# Linear Regression with BigQueryML
## What's this

this is a demo for using BigQueryML.

BigQuery is not only analyzing BigData, but also creating machine learning model and predicting.

## What is this demo

This demo is using a data that recorded weather condition during ww2.

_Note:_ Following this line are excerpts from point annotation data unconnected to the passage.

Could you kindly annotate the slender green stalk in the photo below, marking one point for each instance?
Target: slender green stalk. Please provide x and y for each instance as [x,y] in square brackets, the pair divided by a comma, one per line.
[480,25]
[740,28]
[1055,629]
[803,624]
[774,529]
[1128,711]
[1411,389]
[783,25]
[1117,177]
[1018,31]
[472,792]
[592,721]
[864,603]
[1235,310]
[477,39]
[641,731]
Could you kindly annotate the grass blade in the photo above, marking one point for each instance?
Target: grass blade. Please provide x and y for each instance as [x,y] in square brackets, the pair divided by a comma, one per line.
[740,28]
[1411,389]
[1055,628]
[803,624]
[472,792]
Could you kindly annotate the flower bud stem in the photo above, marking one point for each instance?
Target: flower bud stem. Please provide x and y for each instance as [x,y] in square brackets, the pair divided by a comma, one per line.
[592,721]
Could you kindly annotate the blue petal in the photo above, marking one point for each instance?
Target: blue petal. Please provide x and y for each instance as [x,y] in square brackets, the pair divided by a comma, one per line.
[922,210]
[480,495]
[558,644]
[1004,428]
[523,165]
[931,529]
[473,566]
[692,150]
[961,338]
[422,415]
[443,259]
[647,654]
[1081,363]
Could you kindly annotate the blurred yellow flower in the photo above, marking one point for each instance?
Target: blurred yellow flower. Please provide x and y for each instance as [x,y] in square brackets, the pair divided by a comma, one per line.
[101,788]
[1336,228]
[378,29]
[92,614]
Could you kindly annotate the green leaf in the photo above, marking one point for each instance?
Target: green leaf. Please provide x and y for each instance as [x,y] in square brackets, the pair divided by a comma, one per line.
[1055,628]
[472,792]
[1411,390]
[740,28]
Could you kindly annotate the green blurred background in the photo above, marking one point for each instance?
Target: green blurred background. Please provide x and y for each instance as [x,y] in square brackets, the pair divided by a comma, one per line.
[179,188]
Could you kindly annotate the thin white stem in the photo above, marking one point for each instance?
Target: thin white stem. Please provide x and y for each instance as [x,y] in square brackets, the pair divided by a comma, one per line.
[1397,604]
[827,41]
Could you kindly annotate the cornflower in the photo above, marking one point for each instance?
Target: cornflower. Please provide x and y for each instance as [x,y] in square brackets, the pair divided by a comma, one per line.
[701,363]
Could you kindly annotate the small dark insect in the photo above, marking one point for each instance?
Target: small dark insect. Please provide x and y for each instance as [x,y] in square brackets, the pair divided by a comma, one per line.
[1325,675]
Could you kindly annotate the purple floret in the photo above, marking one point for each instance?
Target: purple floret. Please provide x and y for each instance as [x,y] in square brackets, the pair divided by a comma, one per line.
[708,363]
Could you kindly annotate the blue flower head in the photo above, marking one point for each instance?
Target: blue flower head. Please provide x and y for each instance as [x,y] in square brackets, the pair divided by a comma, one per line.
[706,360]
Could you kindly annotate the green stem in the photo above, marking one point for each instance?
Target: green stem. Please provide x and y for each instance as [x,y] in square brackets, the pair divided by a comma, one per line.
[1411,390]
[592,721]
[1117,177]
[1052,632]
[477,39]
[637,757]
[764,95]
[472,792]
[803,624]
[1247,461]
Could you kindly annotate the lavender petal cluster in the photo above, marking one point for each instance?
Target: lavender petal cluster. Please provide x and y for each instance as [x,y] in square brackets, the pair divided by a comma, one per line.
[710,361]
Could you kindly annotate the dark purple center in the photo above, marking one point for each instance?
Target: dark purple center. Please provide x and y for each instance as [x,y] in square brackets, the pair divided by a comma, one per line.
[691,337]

I use this data and predict MaxTemperature

## Dataset

[Kaggle - Weather Conditions in World War Two](https://www.kaggle.com/account/authenticate/facebook?isModal=true)

## Codes
### Connect BigQuery and SELECT

In [1]:
import pandas as pd
query = 'SELECT * FROM weather_at_ww2.weather'
data_frame = pd.read_gbq(query, 'my-labs-187013', dialect='standard')

In [2]:
data_frame.head()

Unnamed: 0,STA,Date,Precip,WindGustSpd,MaxTemp,MinTemp,MeanTemp,Snowfall,PoorWeather,YR,...,FB,FTI,ITH,PGT,TSHDSBRSGF,SD3,RHX,RHN,RVG,WTE
0,10705,1941-10-09,0,,-17.777778,-17.777778,-17.777778,0,,41,...,,,,,,,,,,
1,10705,1941-10-18,0,,-17.777778,-17.777778,-17.777778,0,,41,...,,,,,,,,,,
2,10705,1941-10-19,0,,-17.777778,-17.777778,-17.777778,0,,41,...,,,,,,,,,,
3,10705,1941-10-22,0,,-17.777778,-17.777778,-17.777778,0,,41,...,,,,,,,,,,
4,10705,1941-10-24,0,,-17.777778,-17.777778,-17.777778,0,,41,...,,,,,,,,,,


### Create a Model(1)

Create a Model that predict MaxTemp with MinTemp.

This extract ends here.